Une attitude très répandue est celle qui consiste à penser que nos élus sont des gens avec une intelligence supérieure, que toutes leurs actions sont coordonnées et réfléchies et qu’ils sont plus à même que nous, pauvres quidam, pour juger du bien-fondé des directions qu’ils choisissent. Et bien non ! Cela reviendrait à penser qu’ils sont tous méchants, idiots, vicieux, vendus et tricheurs. C’est tout aussi faux.

Ce qui semble sûr par contre, c’est que la plupart suivent des logiques dans lesquelles les intérêts des gens ne sont pas le critère principal.
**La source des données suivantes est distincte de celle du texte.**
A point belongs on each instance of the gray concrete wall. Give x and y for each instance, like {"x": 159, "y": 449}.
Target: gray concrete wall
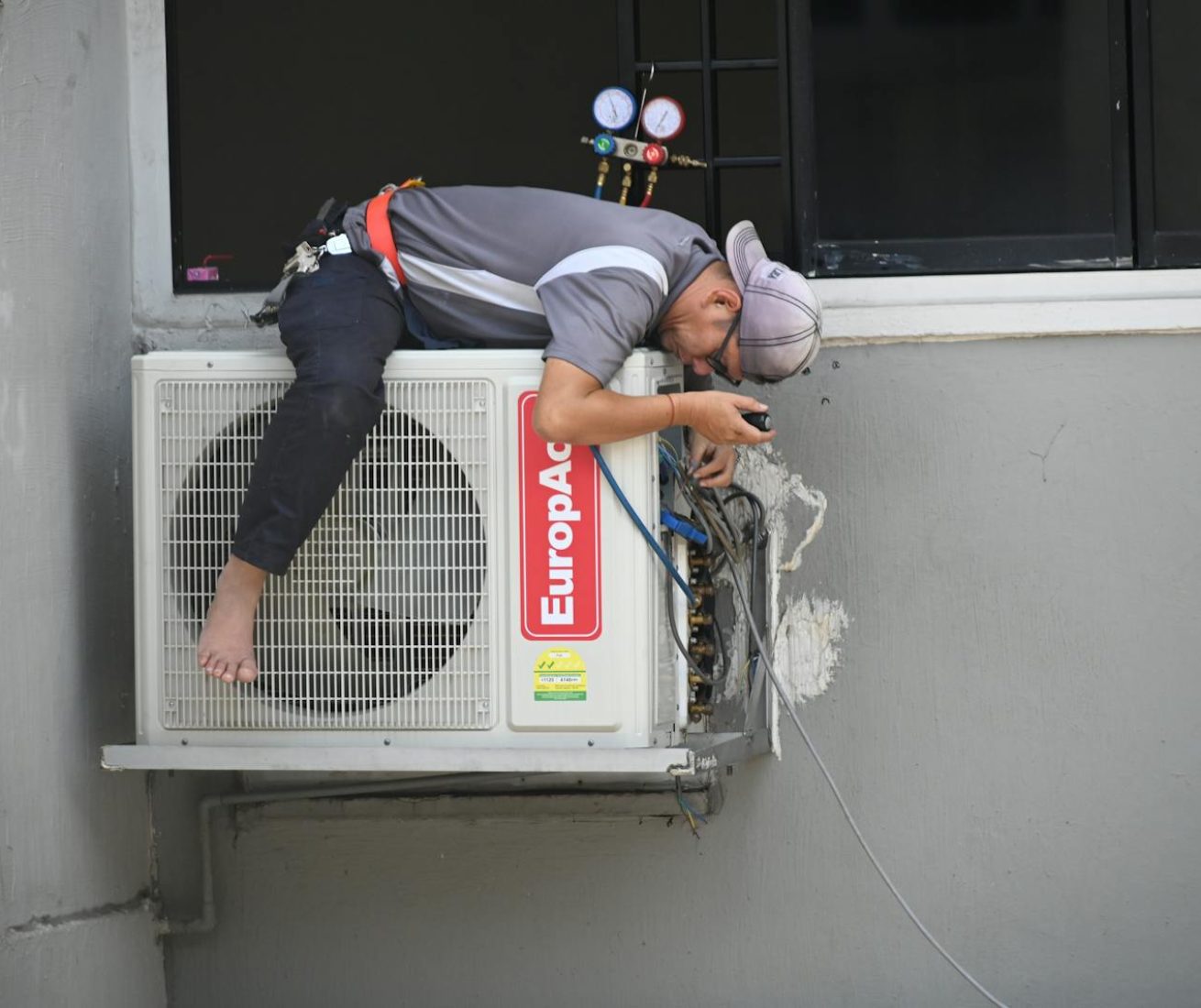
{"x": 1011, "y": 528}
{"x": 73, "y": 840}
Le libéralisme a ses raisons que la raison ne connaît pas. Cet échec dans leur rôle de représentants du peuple et de son intérêt, nous conduit à opter pour une vigilance accrue.

L’Europe fonce tête baissée dans les couloirs sans issues crées par ceux contre lesquels nous sommes censés faire contrepoids. Cette Europe n’apprend rien des erreurs des autres et de ses propres erreurs. Le chemin restant à accomplir reste immense mais il faudrait commencer par partir dans la bonne direction.

Ce qui semble malheureusement certain, c’est que l’Europe et ses institutions ne jouent pas leurs rôles. Nous pourrions même y voir un déclin des possibilités démocratiques. Cela ne vient pas du concept de l’Europe, ni de celui d’une constitution européenne, mais de la manière dont elle est mise en place.

Dilution des champs d’action, passage par l’Europe pour pousser des directives qui ne seraient pas applicables au niveau national, difficulté croissante de la société civile à se faire entendre, etc...

Le plus grave est que ces agissements qui pourraient être considérés comme un péché de jeunesse, seront désormais gravés dans une constitution déréglementée par son propre règlement.

Il nous reste pas mal de travail et un petit peu d’espoir.